The Odyssey of Two Sisters (And I Don't Use That Word Lightly)
Here's what O'Neal understands that so many contemporary fiction writers miss: the past isn't a flashback device. It's a living thing that shapes every choice a character makes. Kit, our ER doctor protagonist, has built her entire adult life around a death that never happened. And Josie—now Mari, living in New Zealand with a new identity—has built hers around running from a trauma that neither sister has ever properly named.
This reminds me of what Hemingway said about the iceberg theory: what's beneath the surface matters more than what we see. O'Neal gives us two women who seem functional, successful even, but the underwater mass of their shared history threatens to capsize everything. The dual timeline structure works here because it has to. You can't understand why Josie faked her death without understanding those summers at their parents' beachside bar, the lost teenage boy who became family, the violence that simmered beneath the California sunshine.
My students would hate this. Too slow, they'd say. Where's the action? But the prose deserves to be savored. O'Neal writes grief the way it actually feels—not as dramatic moments but as the quiet accumulation of small losses.
The Narrator Problem (Let's Be Honest About It)
The dual narration by Katherine Littrell and Sarah Naughton should be the perfect match for alternating sister perspectives. And in concept, it works beautifully—two threads weaving together, each voice carrying its own emotional weight.
But here's where I have to be honest: one of the narrators has a pronunciation issue with words containing the letter 'i' that becomes genuinely distracting once you notice it. I tried to unhear it. I couldn't. It's the kind of thing that pulls you out of an otherwise immersive experience, and for a nearly twelve-hour listen, that's a significant commitment to push through.
The emotional delivery is there. Both narrators understand the weight of what they're reading—the grief, the guilt, the complicated love between sisters who've been shaped by the same damage in opposite ways. But the technical execution doesn't quite match the emotional intelligence. Worth pausing the faculty meeting for? Yes. A perfect audio experience? Not quite.

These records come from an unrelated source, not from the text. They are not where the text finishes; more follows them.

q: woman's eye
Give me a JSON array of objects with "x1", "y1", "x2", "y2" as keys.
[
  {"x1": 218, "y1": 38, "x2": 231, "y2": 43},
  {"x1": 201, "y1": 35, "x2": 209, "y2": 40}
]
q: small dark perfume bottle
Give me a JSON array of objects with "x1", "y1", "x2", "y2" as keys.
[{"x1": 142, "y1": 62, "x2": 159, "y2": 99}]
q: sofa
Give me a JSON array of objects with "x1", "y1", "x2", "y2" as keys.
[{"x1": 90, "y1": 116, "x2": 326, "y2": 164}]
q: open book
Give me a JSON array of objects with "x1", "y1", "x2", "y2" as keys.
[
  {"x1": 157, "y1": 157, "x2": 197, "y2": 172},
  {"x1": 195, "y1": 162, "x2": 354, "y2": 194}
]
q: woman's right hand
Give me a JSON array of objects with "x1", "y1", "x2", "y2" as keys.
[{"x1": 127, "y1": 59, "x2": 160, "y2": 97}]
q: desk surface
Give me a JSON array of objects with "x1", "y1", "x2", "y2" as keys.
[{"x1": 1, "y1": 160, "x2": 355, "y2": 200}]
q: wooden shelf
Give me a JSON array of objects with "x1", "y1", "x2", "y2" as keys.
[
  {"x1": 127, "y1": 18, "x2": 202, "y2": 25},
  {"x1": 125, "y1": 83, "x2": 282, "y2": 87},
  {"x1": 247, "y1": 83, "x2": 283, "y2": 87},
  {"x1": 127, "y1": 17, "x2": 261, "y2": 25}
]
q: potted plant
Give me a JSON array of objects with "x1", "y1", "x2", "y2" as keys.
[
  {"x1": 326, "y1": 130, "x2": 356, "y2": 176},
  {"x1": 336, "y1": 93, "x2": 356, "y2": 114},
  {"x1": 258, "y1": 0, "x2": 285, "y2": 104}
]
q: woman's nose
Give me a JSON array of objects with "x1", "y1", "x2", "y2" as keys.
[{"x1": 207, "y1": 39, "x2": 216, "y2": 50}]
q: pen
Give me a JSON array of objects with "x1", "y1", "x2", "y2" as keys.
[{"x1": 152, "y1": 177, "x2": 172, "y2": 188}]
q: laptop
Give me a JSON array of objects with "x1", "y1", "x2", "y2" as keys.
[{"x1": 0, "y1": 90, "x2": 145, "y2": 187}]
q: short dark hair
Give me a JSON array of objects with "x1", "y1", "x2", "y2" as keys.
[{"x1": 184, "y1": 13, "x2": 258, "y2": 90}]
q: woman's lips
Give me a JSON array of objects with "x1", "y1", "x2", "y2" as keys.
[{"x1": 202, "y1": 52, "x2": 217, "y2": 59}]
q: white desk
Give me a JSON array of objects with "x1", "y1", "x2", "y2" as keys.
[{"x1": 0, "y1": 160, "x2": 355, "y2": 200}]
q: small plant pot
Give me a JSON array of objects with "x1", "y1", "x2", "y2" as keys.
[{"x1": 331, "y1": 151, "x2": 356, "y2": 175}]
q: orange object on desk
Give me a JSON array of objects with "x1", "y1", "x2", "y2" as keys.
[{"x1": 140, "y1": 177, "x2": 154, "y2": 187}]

Who Should Listen (And Who Should Grab the Print Version)
If you loved The Art of Inheriting Secrets, know that this is O'Neal operating at a higher intensity. More drama, more darkness, more willingness to sit in uncomfortable truths about family. If you're drawn to books about sisters—the real complexity of that relationship, not the Hallmark version—this delivers.
Skip the audiobook if mispronunciations genuinely ruin your listening experience. Some folks mentioned they wished they'd read the print version instead, and I understand that impulse. The story itself is strong enough to warrant picking up the physical book if the audio frustrates you. That same willingness to sit in darkness without flinching shows up in Waste Land, though that one goes even harder on the trauma front.
Also worth noting: there are themes of violence, abuse, and family trauma woven throughout. O'Neal doesn't sensationalize it, but it's present. This isn't escapist fiction dressed up as beach reading—it's literary fiction that happens to have a beach setting.
Worth Telling Denise About
I finished this one walking the lakefront last Sunday, and I immediately texted my wife to start it. (She's three chapters into the print version now—she has less patience for pronunciation quirks than I do.) The thing is, despite the audio imperfections, the story stayed with me. The final revelations about what really happened, why Josie ran, what Kit has been carrying all these years—it earned its emotional payoff.
O'Neal understands something essential about secrets: they don't protect anyone. They just delay the reckoning. And when that reckoning finally comes for these sisters, it's devastating and necessary and exactly right.
This is why we still read the classics—because the best contemporary fiction learns from them. The bones of Greek tragedy are here, dressed in California sunshine and New Zealand rain. Two sisters. One terrible truth. The long journey home.
Not a perfect audiobook. But a story worth the imperfect journey.